Wicked Mafia Prince (A Dangerous Royals Romance #2)

“Nikki!” But the argument takes precious attention.

I need her to go. At this point, not much changes if all of the guards get out. I’ll still have a standoff with all the guards. Me against all the guards.

Two is only a little bit better than that.

There was a time, back when Viktor and I were so wild and free, that we would’ve felt excited by such a thing.

The standoff goes on.

I stare straight ahead, keeping them both in my sight with what peripheral vision I have. Monitoring people on either side of you is part concentration and part relaxation.

More shots. I calculate the shots she has left across the three weapons I left her with. Not so many.

At one point the guards look at one another.

They could coordinate. I don’t have the sense that they’ve worked together long, but they could find a way. They’re in a far better position than I am. Do they understand that?

Viktor and I used to spend hours dissecting scenarios like this. We always assumed everybody did, until we learned otherwise—that we were nerds about it, as the Americans might say.

I remember everything now.

I remember everything I knew as Tanechka and everything I knew as a novice nun. I contain all of it.

I’m stronger for it. I might die because of it, but I wouldn’t trade it.

Another gunshot rings out from the break room. Nikki. Holding them in. She doesn’t understand that she won’t survive this if she stays. She can’t see ahead the way Viktor and I can. Viktor and I trained ourselves to think ahead about all of those Rubik’s Cube moves. Every move affects another, unseen and seen.

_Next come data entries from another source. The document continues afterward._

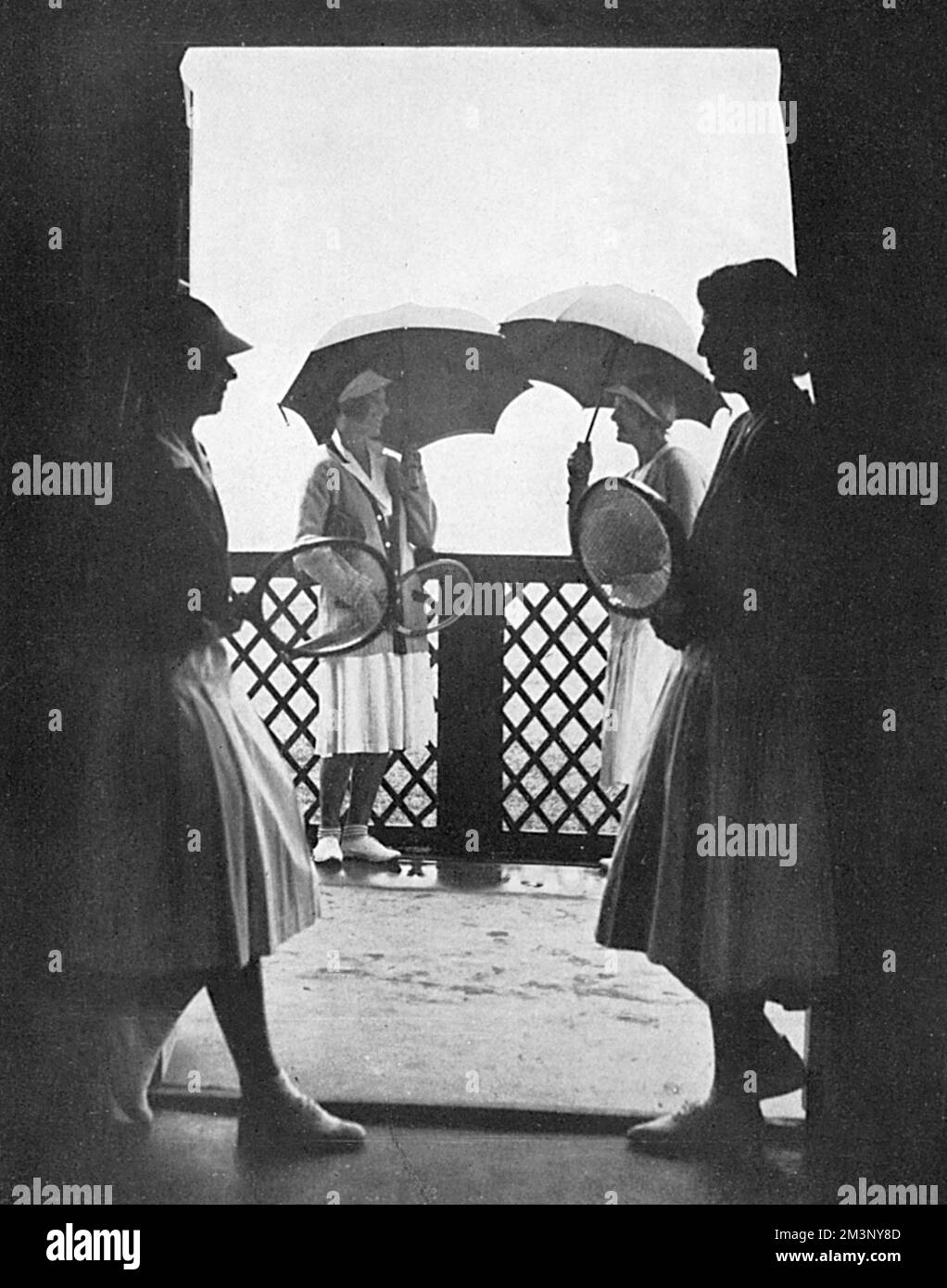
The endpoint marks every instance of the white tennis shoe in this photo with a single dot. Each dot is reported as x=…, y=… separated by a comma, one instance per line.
x=327, y=851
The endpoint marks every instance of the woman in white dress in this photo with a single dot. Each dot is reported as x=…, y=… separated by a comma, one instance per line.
x=638, y=661
x=378, y=699
x=175, y=855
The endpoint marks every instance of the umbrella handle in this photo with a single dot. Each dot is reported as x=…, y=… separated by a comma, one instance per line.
x=591, y=423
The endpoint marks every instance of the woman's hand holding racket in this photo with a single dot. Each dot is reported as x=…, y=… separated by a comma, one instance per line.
x=672, y=621
x=321, y=598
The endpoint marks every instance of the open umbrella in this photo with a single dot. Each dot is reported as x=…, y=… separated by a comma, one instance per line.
x=589, y=337
x=454, y=373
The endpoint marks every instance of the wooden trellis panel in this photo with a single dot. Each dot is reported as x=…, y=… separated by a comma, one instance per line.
x=520, y=720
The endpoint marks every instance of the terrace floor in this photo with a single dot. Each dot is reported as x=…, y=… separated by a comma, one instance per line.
x=477, y=987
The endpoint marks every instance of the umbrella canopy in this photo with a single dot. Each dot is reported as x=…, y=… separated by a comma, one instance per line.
x=589, y=337
x=452, y=373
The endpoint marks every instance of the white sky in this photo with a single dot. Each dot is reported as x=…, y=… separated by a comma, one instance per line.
x=333, y=182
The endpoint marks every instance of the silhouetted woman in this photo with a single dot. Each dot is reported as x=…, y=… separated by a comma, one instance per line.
x=181, y=858
x=735, y=739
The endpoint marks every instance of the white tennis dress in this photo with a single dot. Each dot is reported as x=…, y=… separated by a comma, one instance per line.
x=380, y=697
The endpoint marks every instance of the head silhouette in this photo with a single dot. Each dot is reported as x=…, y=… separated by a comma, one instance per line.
x=754, y=327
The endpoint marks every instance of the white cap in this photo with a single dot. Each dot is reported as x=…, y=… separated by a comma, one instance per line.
x=365, y=383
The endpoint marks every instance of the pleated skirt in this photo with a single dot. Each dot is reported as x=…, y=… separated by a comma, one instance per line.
x=736, y=740
x=184, y=848
x=638, y=667
x=379, y=702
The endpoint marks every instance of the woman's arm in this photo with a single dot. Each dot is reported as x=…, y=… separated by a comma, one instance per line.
x=336, y=575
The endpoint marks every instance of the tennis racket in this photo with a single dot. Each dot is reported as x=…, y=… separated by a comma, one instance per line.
x=629, y=544
x=432, y=597
x=321, y=598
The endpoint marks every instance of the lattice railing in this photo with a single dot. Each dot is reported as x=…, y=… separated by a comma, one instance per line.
x=518, y=730
x=554, y=661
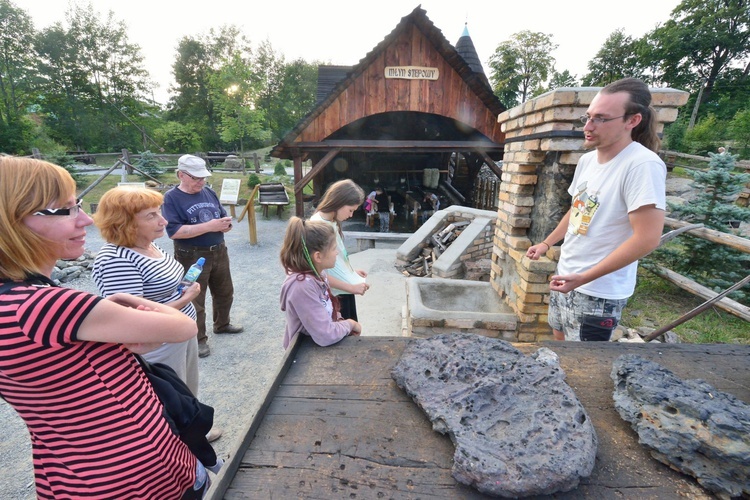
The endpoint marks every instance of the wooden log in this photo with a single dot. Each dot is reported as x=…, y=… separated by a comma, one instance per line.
x=437, y=242
x=725, y=304
x=728, y=239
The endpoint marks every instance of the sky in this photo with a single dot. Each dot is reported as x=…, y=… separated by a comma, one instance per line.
x=342, y=32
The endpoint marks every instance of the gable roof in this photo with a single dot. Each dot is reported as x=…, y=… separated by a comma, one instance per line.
x=476, y=83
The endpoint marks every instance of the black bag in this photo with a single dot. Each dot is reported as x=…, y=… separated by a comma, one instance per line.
x=187, y=417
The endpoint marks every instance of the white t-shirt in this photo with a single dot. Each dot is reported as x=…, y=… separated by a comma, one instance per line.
x=603, y=196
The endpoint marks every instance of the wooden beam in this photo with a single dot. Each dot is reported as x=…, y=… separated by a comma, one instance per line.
x=395, y=146
x=726, y=304
x=728, y=239
x=299, y=185
x=299, y=203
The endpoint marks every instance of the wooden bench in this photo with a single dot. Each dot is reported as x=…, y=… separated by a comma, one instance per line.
x=366, y=239
x=82, y=156
x=272, y=193
x=214, y=157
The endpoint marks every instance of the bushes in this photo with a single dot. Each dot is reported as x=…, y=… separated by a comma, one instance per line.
x=149, y=164
x=280, y=168
x=253, y=180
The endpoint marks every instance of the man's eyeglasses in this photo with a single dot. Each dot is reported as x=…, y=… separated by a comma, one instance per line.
x=193, y=177
x=598, y=120
x=71, y=212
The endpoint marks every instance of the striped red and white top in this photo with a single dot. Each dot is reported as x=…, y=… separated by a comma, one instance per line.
x=96, y=426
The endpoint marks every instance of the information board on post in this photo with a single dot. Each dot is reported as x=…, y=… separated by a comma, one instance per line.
x=230, y=193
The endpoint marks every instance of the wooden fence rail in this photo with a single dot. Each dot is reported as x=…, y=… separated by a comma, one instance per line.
x=730, y=240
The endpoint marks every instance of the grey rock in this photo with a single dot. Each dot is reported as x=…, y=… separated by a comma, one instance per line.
x=686, y=424
x=518, y=428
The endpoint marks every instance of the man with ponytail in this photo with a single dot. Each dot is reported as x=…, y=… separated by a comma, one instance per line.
x=616, y=215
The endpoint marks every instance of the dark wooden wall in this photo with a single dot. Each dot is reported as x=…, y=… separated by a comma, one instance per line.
x=370, y=93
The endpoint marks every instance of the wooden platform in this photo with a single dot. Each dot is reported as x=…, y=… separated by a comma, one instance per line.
x=337, y=426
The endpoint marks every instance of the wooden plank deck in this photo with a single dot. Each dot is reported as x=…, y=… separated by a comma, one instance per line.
x=337, y=426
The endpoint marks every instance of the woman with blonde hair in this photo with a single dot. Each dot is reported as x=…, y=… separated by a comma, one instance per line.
x=339, y=202
x=130, y=219
x=97, y=428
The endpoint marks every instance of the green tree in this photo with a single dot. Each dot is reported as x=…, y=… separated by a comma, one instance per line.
x=705, y=137
x=17, y=74
x=93, y=82
x=269, y=69
x=198, y=60
x=295, y=97
x=715, y=266
x=149, y=163
x=702, y=39
x=234, y=93
x=616, y=59
x=177, y=138
x=739, y=132
x=564, y=79
x=520, y=66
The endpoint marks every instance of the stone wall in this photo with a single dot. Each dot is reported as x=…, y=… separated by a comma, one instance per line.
x=543, y=142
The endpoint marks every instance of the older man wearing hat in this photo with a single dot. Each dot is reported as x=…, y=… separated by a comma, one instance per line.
x=197, y=222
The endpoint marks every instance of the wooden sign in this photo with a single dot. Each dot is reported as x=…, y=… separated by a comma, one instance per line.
x=230, y=191
x=411, y=73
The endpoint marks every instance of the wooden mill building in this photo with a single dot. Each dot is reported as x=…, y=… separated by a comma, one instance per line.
x=415, y=114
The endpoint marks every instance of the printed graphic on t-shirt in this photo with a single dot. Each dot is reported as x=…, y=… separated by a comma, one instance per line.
x=583, y=209
x=203, y=212
x=327, y=303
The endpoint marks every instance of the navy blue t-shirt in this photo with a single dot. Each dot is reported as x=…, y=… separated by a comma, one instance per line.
x=181, y=208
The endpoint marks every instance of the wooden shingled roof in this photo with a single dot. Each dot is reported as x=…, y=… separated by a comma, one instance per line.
x=475, y=93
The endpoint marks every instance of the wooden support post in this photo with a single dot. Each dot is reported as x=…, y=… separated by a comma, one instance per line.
x=251, y=222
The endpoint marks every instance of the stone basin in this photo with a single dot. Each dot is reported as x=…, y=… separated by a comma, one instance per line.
x=438, y=305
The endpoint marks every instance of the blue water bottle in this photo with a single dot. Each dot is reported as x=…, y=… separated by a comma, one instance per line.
x=192, y=275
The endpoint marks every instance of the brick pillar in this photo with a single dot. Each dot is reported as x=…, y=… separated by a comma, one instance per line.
x=543, y=142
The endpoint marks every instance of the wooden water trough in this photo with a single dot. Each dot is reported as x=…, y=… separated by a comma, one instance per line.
x=273, y=194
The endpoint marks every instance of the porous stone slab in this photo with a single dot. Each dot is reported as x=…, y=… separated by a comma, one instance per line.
x=686, y=424
x=518, y=428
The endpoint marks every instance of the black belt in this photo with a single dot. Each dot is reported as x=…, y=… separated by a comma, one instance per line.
x=212, y=248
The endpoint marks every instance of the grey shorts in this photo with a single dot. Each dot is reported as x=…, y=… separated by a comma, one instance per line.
x=583, y=317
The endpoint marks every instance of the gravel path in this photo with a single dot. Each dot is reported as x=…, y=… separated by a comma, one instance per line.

A double Mexican standoff like this was the worst. Neither of us had ever been in one, but we’d heard of them.

And now here I am.

We’d heard of one in Vladivostok that lasted hours. It ended from muscle failure. The older fighter couldn’t hold his weapon up any longer. Standing here with my arms out to either side, all the tension and adrenaline pumping through me, I can see how that would happen.

Viktor and I decided that you could never win such a standoff alone. You could only win such a standoff with an external helper, and that helper would die. “The replacement move,” we called it.

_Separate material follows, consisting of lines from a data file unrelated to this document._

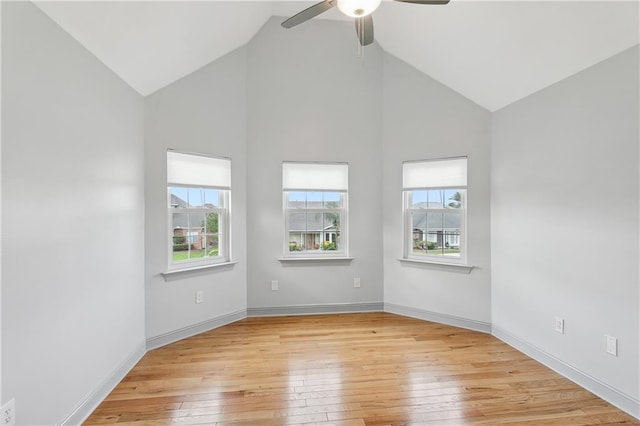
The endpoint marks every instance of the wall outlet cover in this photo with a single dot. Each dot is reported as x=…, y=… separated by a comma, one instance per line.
x=8, y=417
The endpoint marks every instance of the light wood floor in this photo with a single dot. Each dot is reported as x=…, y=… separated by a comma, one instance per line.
x=351, y=369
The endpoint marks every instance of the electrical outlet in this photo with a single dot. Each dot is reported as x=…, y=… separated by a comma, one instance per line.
x=9, y=413
x=559, y=325
x=611, y=345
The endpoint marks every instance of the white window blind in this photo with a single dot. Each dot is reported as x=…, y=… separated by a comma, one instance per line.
x=198, y=170
x=447, y=173
x=315, y=177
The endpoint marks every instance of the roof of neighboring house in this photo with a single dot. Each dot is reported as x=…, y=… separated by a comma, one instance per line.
x=436, y=221
x=309, y=222
x=178, y=202
x=180, y=218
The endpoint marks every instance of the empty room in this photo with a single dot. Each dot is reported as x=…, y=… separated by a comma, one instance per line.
x=336, y=212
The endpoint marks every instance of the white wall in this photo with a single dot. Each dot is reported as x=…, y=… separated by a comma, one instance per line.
x=204, y=112
x=312, y=99
x=72, y=228
x=425, y=120
x=565, y=222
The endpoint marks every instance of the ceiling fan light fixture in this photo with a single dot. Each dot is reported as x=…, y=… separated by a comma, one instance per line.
x=358, y=8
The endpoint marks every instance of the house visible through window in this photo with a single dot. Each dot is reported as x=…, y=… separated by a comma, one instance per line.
x=198, y=194
x=315, y=209
x=434, y=195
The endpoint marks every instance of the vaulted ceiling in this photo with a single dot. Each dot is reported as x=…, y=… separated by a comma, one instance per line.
x=492, y=52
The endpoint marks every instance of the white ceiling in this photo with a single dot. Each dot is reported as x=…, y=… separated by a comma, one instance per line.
x=493, y=52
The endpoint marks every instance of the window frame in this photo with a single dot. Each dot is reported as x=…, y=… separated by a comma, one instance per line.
x=342, y=249
x=408, y=211
x=224, y=219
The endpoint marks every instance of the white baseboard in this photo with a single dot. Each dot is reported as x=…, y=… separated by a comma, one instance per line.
x=88, y=404
x=621, y=400
x=173, y=336
x=334, y=308
x=454, y=321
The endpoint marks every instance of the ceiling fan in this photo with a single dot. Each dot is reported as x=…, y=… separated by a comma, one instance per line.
x=359, y=9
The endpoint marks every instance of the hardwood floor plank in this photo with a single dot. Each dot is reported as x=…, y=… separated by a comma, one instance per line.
x=346, y=369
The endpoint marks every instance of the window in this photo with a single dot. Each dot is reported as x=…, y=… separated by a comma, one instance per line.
x=434, y=196
x=315, y=209
x=198, y=197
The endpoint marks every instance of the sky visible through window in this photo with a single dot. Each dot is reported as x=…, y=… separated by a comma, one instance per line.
x=438, y=196
x=197, y=197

I think of the diagrams we used to scribble.

There was such beauty in what we had. I remember every kiss. I remember everything we dreamed. I remember that picnic in Gorky Park. I remember Red Square and my Taylor Swift outfit. I remember his face as he choked down the sweet Manhattan. I remember walking around Moscow with no money in our jacket pockets. I remember the pink champagne and being bloody together and being happy together.

And I remember his eyes the day he threw me over the cliff. Like my own heart, cast from my body.

And I remember the peace I felt when I didn’t remember it.

I sigh, clearing my mind. Alone in a double Mexican. I wish Viktor could see, so he would know, considering this was such a topic of interest for us. Look at me, you kozel, I’d joke. I’m going to die in a double Mexican standoff. So much more glorious than your gorge. Your paltry Daliani Gorge.

I smile.

“What?” one of the guards says.

I laugh. “My nines weigh half what your .357s weigh. One of you will tire first. One will move. One jerk and we go. We do this.”

A creak from the back door. It could be another guard, but I don’t think so.

I stare straight ahead, watching both of them and neither of them. My pulse races.

He’s come.

I always feel him. Everything in the world shifts. Gravity itself seems to shift.

Viktor.

Another creak. My heart pounds as he nears.

He appears at the door, eyes burning into mine. Instantly, he sees all. He smiles, Glocks in both his hands. “Imagine this, lisichka.”

“Put them down, on the floor!” the one on my right yells. He’s agitated, and an agitated man will sometimes shoot when he doesn’t mean to.

Viktor puts his hands up, still holding the guns. He addresses me in Russian. “One solution.”

I widen my eyes when I realize what he’s proposing. “Nyet,” I whisper.

“What did he say?” one of the guards asks. “No Russian.”

“The replacement move. We’ve thought this through,” Viktor continues in Russian.

“This is my operation,” I say. “My operation, my decision. Go find Nikki and take her away.”

“Are you crazy? We’ll finally see if it works.”

My blood races. As the fourth person, he would dive at me and replace me. We worked it out precisely. It’s true.

There are certain mechanical eye-hand principles you understand when you are us.

One of them is how to draw men’s hands this way and that. The motion of the one who dives in draws the gunfire away from the center person. It’s the diver who gets the bullets.